Reading the Jakobsen and Pelligrini argument about tolerance honestly made me think of the South Park episode named The Death Camp of Tolerance. For those of you who haven’t seen it, it is an episode literally about tolerance. In the episode, Mr. Garrison who is gay learns that if he gets fired as a teacher for being gay, he can sue the school and has a chance of winning $25 million. So he decides to do everything possible to get fired for being gay — he does this by bringing in an assistant named Mr. Slave and then incorporates his sex life into school lessons. Kyle, Stan, Cartman, and Butters are actively upset by these attempt, including the murder of the classroom pet, and try to tell their parents. Their parents assume that the kids are being intolerant and are taken to a museum of tolerance that depicts stereotypes and then when the kids still refuse to go to class, they are sent to the tolerance camp which is run like a concentration camp where the kids are forced to do arts and crafts that show people of all genders and sexual orientations living together but they are not allowed to differentiate between the group. The episode ends when being given an award for being courageous, Mr. Garrison and Mr. Slave dress up and make sex jokes. Finally, Mr. Garrison breaks and yells at the audience, saying that tolerance is not the same as acceptance, that one tolerates a screaming baby on a plane or a bad cold — you can be mad as you want, but you deal with it.
And I think that is the point that Jakobsen and Pelligrini are trying to make as well. That tolerance does not equal safety. And that tolerance still allows a sense of anger — a sense of anger that must find its way out of the person in some form or another.
I tolerate some of my coworkers. I have to go to work, they work at the same place as me. If I quit, the next job will just have more coworkers that I have to tolerate. I don’t enjoy working with them and I wouldn’t like to grab a drink after work with most of them. Sometimes I even get annoyed when I have to work with them. But I tolerate the situation and do my best to do my job without any extra interference between us. That is not acceptance. But I assure you it is a matter of our personalities clashing. I don’t wish them harm but I don’t like them.
But a life of tolerance centered around a “them” will eventually lead to a complete us vs. them mentality. Tolerance then fully turns into hate. Hate turns into permission for restrictions and then there is violence. But at the same time, there is another issue. If we stay focused on this path of tolerance, then we lose the ability for legitimate repercussions.
Simply put, we are all humans. There are some good people and there are some bad people. You can be a bad person and be a member of a minority group, and calling you out for being a bad person has nothing to do with that minority group. If we encourage tolerance, then we are allowing people an escape from justice. Similar to the last lesson about freedom — it is not the same as freedom from repercussions.

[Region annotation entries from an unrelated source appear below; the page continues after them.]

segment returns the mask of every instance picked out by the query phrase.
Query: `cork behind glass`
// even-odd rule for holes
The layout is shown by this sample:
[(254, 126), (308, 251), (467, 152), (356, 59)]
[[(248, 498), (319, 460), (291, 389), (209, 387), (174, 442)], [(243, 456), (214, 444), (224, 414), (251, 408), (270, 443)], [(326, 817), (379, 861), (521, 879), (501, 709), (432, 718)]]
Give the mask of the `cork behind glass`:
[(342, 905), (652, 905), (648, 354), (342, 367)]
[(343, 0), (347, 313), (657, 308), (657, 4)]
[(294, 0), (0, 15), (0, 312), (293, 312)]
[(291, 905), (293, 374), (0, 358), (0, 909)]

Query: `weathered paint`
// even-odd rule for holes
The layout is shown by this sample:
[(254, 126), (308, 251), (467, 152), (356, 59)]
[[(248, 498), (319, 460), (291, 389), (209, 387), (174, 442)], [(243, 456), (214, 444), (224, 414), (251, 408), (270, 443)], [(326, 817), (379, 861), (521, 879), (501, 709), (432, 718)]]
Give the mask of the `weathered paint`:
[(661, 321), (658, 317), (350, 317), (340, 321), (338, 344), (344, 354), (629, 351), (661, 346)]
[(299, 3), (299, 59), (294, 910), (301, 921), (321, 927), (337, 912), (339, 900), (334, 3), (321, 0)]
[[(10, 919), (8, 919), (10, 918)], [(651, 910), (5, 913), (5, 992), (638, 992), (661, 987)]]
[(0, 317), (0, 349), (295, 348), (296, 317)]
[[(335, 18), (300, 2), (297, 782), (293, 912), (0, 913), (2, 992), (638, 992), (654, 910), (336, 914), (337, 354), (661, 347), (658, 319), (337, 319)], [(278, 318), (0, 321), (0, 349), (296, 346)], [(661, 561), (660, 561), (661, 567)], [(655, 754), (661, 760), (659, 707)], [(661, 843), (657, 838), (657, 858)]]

But even today, during this latest election, we witnessed and are still witnessing something even more worrying. . . What can be referred to as the tolerant middle. We have seen these people time and time again throughout history, sitting quietly and watching. Staying in the middle, staying tolerant of all that is happening around them. They might get angry too, might say that they’re tired of hearing about racism and universal healthcare. That people just need to go to work, keep their head down, and deal with things how they are. That change isn’t necessary.
To me, tolerance has negative connotations. But getting all humans to suddenly be accepting and welcoming and compassionate towards all who are different in any sense of the word is impossible and impractical. So there must be a fine line between accepting the fact that people are going to do things that make me tolerant of them and the fact that there are some things that are unacceptable. For example, I hate it when people spit. I hate it, I hate it, I hate it. If I pass someone on the street and I see them spit, I am filled so suddenly with such an aggressive horror. But I move on. Now, if I were to decide that because he did something so horrible in my opinion, I had the right to kill him in the middle of the street for something that truly has no effect on me or my life. He didn’t spit on me. He didn’t physically attack me. But he spit and I hate that so I took it upon myself to kill him. You wouldn’t say that people need to be tolerant of my actions and that it was perfectly acceptable for me to kill him.
Despite all, I do agree that some tolerance is necessary, like when I mentioned above in the workplace or even while living with someone. But being tolerant shouldn’t also mean complacent. It shouldn’t allow people to do bad things. It shouldn’t allow bad things to happen to people.